You might think In the Book Of would have a short shelf-life. Written by John Walch on commission for the 2012 Alabama Shakespeare Festival, the play is hyper-topical, grappling directly with the war in Afghanistan, Tea Party politics, and immigration. Despite this, Walch’s script manages to feel timeless, at least in the hands of this able cast, directed by Scott Nolte.

It might have something to do with the fact that Walch’s play was inspired by the Old Testament’s Book of Ruth, in which the titular character, a widowed stranger in the land of Israelites, adopts her persecutors’ God as her own. Here our stranger is an Afghan woman named Anisah (Carolyn Marie Monroe), a former translator for the U.S. military who’s brought to small-town Mississippi for protection by retired Lieutenant Naomi Watkins (Allison Strickland). Both women are war widows, and, in the play’s most moving moments, they bond over their common grief. It’s a credit to the actresses that their stage accents—Monroe’s broken English, Strickland’s Southern drawl—don’t get in the way here.

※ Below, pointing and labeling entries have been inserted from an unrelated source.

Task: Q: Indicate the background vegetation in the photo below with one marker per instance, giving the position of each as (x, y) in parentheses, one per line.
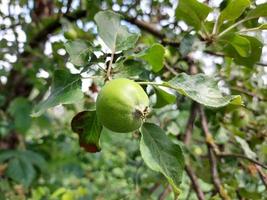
(53, 42)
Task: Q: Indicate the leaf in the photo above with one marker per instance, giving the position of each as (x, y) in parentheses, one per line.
(240, 44)
(65, 89)
(201, 88)
(89, 129)
(129, 68)
(252, 58)
(79, 52)
(154, 56)
(259, 11)
(161, 155)
(20, 109)
(233, 10)
(21, 171)
(186, 44)
(244, 145)
(163, 98)
(114, 35)
(198, 12)
(7, 154)
(34, 158)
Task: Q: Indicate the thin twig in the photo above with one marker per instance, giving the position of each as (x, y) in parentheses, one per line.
(195, 185)
(110, 65)
(190, 123)
(165, 193)
(187, 138)
(222, 154)
(212, 158)
(262, 175)
(170, 69)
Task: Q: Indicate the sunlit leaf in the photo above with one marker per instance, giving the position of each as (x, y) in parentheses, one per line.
(115, 36)
(154, 56)
(192, 12)
(259, 11)
(163, 98)
(161, 155)
(233, 10)
(20, 109)
(79, 52)
(65, 89)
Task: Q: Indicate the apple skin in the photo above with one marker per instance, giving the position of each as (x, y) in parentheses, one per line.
(121, 105)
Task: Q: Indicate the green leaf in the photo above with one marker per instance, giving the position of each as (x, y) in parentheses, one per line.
(240, 44)
(79, 52)
(244, 145)
(20, 109)
(259, 11)
(163, 98)
(65, 89)
(154, 56)
(252, 58)
(202, 89)
(115, 36)
(7, 154)
(192, 12)
(186, 44)
(161, 155)
(34, 158)
(259, 28)
(233, 10)
(89, 129)
(129, 68)
(21, 171)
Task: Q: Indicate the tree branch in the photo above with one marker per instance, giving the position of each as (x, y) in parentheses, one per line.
(187, 138)
(262, 175)
(195, 185)
(212, 158)
(165, 193)
(222, 154)
(190, 123)
(152, 30)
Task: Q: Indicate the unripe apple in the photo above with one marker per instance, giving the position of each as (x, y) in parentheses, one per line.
(122, 105)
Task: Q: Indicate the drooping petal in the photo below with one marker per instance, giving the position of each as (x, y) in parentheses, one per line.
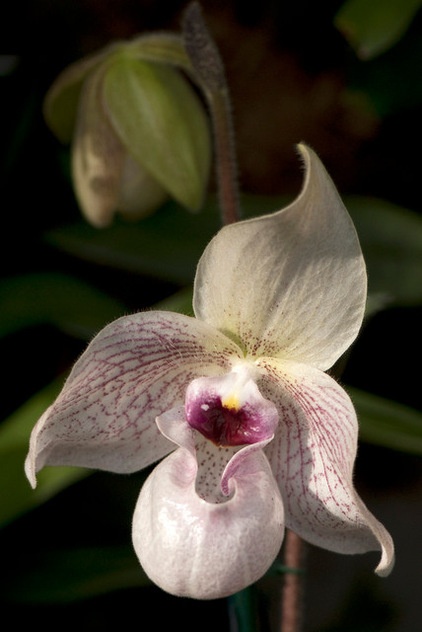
(291, 284)
(207, 550)
(97, 155)
(139, 194)
(313, 456)
(134, 369)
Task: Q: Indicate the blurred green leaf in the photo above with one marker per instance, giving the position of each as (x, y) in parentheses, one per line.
(64, 301)
(166, 245)
(63, 576)
(373, 27)
(17, 496)
(169, 244)
(387, 423)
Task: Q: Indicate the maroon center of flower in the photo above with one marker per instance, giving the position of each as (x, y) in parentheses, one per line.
(224, 425)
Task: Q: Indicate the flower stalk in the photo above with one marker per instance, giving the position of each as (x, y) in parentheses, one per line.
(209, 72)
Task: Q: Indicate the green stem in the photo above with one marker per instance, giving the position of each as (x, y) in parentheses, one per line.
(208, 70)
(292, 592)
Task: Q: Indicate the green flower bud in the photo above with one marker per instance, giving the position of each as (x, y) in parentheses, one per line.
(138, 131)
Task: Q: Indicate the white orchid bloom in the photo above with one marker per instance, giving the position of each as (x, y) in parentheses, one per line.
(257, 437)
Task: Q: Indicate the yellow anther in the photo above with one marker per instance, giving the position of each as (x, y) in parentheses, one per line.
(231, 402)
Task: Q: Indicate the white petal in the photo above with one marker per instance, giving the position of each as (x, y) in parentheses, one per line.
(313, 455)
(139, 194)
(97, 155)
(194, 548)
(291, 284)
(136, 368)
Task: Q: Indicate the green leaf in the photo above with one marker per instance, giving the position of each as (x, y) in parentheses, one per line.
(17, 496)
(64, 301)
(372, 27)
(162, 123)
(166, 245)
(169, 244)
(387, 423)
(64, 576)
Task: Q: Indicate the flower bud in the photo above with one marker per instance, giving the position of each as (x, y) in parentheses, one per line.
(138, 131)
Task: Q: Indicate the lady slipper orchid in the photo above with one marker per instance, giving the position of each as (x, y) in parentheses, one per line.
(138, 131)
(257, 436)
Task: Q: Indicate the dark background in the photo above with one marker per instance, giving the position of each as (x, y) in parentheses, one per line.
(290, 72)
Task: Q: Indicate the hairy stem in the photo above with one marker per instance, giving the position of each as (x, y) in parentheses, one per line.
(292, 592)
(209, 72)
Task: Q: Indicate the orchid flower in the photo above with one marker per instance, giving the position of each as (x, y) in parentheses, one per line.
(256, 435)
(138, 131)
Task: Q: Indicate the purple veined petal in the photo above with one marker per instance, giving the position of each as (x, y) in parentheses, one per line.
(136, 368)
(291, 284)
(208, 550)
(313, 456)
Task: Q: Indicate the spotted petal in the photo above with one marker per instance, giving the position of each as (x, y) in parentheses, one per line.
(207, 549)
(291, 284)
(134, 369)
(313, 457)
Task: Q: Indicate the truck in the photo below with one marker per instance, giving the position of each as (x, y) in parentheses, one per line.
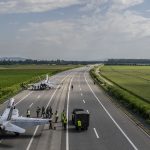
(83, 116)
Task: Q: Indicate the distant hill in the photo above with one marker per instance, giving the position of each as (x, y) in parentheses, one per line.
(12, 59)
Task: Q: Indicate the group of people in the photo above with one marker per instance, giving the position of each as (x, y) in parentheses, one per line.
(44, 113)
(48, 113)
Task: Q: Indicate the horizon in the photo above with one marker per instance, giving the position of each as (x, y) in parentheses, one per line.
(75, 29)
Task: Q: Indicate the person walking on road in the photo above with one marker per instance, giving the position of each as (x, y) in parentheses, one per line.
(38, 111)
(50, 124)
(47, 113)
(63, 115)
(43, 112)
(28, 113)
(79, 124)
(72, 86)
(50, 112)
(56, 116)
(65, 123)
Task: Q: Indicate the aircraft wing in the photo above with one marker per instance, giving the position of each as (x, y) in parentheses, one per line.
(13, 128)
(25, 122)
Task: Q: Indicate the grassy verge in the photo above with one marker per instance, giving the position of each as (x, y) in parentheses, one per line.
(12, 77)
(129, 100)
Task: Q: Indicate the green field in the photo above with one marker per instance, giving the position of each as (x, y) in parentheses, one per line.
(12, 76)
(128, 85)
(135, 79)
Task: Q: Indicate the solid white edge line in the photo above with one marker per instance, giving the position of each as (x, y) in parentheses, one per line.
(97, 136)
(36, 129)
(125, 135)
(29, 145)
(30, 105)
(67, 134)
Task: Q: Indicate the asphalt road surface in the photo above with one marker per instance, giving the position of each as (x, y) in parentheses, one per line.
(110, 128)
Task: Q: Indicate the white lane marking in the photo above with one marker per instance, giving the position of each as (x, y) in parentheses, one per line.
(24, 98)
(97, 136)
(29, 145)
(38, 96)
(30, 105)
(1, 140)
(67, 134)
(5, 102)
(125, 135)
(36, 129)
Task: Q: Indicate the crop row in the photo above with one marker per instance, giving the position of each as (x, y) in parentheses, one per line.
(129, 100)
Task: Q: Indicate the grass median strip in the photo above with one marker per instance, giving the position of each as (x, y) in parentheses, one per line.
(12, 77)
(133, 101)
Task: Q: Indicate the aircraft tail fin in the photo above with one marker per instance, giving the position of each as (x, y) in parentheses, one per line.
(13, 128)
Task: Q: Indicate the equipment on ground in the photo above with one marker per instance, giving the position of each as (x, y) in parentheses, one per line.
(79, 115)
(10, 121)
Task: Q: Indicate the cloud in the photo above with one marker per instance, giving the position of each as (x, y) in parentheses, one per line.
(117, 32)
(123, 4)
(27, 6)
(95, 36)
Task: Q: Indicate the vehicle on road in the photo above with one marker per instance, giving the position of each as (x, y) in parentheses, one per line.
(45, 84)
(82, 116)
(10, 121)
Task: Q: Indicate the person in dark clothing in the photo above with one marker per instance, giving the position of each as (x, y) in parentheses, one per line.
(38, 111)
(50, 124)
(43, 112)
(72, 87)
(56, 116)
(65, 123)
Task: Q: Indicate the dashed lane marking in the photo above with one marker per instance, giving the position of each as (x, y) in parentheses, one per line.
(97, 136)
(38, 96)
(30, 105)
(24, 98)
(36, 129)
(67, 134)
(117, 125)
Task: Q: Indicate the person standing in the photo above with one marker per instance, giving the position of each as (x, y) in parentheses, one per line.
(50, 111)
(47, 113)
(38, 111)
(28, 113)
(56, 116)
(79, 124)
(65, 123)
(43, 112)
(63, 116)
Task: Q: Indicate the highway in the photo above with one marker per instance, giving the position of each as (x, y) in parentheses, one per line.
(110, 128)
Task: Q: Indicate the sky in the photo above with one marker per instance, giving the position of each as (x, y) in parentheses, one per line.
(75, 29)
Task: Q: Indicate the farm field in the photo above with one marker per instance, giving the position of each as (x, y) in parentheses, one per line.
(12, 76)
(135, 79)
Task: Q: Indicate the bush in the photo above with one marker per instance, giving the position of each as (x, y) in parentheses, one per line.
(131, 101)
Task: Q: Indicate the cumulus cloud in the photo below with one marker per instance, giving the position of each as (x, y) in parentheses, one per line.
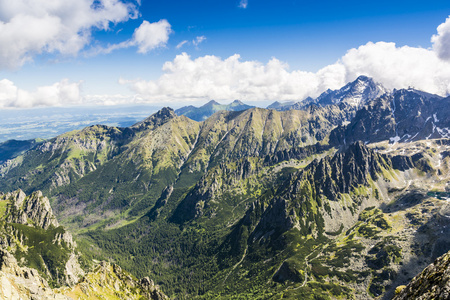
(58, 94)
(146, 37)
(199, 40)
(441, 41)
(210, 77)
(399, 67)
(243, 4)
(181, 44)
(151, 35)
(28, 28)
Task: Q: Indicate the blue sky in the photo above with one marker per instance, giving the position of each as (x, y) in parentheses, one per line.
(82, 53)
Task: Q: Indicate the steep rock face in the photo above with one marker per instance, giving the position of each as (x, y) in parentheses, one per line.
(207, 110)
(355, 93)
(303, 199)
(34, 209)
(32, 233)
(404, 116)
(432, 283)
(21, 282)
(13, 148)
(62, 160)
(109, 281)
(155, 120)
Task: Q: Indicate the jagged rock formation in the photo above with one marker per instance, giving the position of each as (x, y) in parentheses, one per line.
(109, 281)
(404, 116)
(34, 209)
(205, 111)
(355, 93)
(432, 283)
(42, 242)
(21, 282)
(106, 281)
(255, 203)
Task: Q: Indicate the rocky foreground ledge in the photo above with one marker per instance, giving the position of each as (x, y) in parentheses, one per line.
(432, 283)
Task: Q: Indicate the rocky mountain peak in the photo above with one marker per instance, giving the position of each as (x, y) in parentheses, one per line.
(34, 209)
(157, 119)
(432, 283)
(236, 103)
(355, 93)
(211, 103)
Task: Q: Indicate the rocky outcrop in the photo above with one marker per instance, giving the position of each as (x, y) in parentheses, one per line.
(32, 210)
(404, 116)
(109, 281)
(432, 283)
(56, 250)
(155, 120)
(21, 282)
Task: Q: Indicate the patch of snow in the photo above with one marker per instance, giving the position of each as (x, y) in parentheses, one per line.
(435, 118)
(395, 139)
(444, 132)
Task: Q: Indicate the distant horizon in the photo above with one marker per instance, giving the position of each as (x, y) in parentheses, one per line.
(177, 53)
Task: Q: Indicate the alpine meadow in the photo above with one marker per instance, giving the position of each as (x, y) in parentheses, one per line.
(147, 153)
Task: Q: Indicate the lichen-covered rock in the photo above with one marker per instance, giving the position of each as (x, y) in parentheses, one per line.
(34, 209)
(109, 281)
(432, 283)
(21, 282)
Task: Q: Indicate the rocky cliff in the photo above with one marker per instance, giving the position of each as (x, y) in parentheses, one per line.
(432, 283)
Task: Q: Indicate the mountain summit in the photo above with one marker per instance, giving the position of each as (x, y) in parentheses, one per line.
(355, 93)
(203, 112)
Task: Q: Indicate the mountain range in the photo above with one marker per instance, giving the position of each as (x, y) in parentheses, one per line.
(343, 196)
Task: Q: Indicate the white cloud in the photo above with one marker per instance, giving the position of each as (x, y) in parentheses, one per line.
(243, 4)
(199, 40)
(28, 28)
(146, 37)
(151, 35)
(210, 77)
(181, 44)
(399, 67)
(441, 41)
(58, 94)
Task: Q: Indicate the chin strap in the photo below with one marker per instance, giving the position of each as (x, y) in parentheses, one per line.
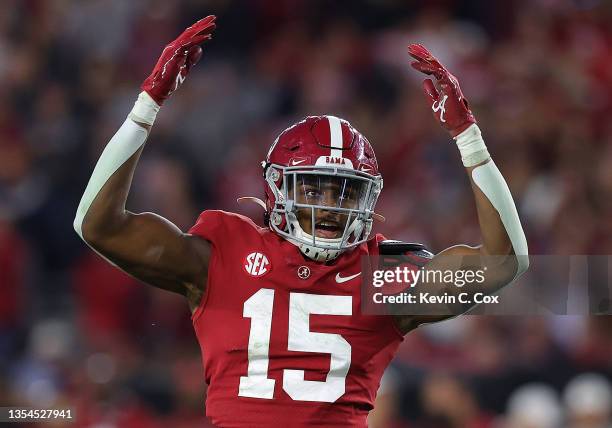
(258, 201)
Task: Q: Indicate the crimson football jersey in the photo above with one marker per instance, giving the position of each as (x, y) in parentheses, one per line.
(283, 339)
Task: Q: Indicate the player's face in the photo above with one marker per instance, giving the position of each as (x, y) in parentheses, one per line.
(326, 191)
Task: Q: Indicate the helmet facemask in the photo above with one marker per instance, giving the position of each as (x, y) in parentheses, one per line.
(323, 210)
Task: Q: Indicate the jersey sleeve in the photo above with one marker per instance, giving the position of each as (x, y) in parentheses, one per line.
(220, 229)
(210, 225)
(218, 226)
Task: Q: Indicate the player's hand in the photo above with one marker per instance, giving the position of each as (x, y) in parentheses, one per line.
(177, 59)
(447, 102)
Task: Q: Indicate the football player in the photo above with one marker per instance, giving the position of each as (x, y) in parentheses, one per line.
(276, 309)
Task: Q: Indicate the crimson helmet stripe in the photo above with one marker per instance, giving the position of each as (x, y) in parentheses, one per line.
(335, 133)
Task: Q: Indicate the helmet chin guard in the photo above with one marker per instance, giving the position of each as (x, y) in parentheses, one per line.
(321, 171)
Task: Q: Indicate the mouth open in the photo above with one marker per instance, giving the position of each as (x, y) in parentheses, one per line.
(328, 229)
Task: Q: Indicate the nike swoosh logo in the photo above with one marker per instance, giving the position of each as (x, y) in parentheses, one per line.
(341, 279)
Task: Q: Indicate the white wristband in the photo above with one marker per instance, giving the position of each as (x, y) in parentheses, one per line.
(471, 146)
(145, 109)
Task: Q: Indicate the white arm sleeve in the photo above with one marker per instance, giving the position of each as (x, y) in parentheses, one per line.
(129, 138)
(488, 179)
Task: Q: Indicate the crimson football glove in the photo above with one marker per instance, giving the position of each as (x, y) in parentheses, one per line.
(448, 104)
(176, 60)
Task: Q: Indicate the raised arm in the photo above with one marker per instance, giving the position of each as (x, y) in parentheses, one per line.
(145, 245)
(503, 252)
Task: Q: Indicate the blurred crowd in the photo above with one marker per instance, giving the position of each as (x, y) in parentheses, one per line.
(75, 332)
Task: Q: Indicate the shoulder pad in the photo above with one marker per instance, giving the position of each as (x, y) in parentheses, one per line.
(395, 248)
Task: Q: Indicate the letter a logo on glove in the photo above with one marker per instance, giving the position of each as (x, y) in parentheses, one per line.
(439, 107)
(445, 96)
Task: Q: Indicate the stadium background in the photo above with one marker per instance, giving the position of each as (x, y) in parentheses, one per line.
(75, 332)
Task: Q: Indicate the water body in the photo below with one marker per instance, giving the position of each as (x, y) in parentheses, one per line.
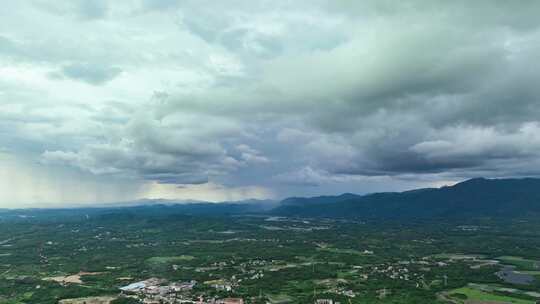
(509, 275)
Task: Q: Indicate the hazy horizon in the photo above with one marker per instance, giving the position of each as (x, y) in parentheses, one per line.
(105, 101)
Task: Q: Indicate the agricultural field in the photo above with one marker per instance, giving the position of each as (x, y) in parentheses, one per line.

However, the rest of Broxton isn’t so welcoming. The Muslim Anisah experiences xenophobia, most vehemently from Naomi’s former sister-in-law Gail (a spirited Pam Nolte), who also happens to be running for mayor as a Tea Party–style outsider. Gail turns the family turmoil into political hay and focuses her campaign on sweeping illegals—possibly including Anisah—out of the country. Gail is just the type of sideshow barker created by populist politics and FOX News. She’s blinded by ambition and married to gimmickry (in this case her corn broom).

As the election approaches, however, the young widow Anisah finds kindness from Gail’s adult son Bo Jr. (Kevin Pitman). Suddenly family threatens to trump hot-button politics, and hard choices must be made. The play’s topicality falls away, and we’re left with a family of complicated, likable characters and a play that does them justice.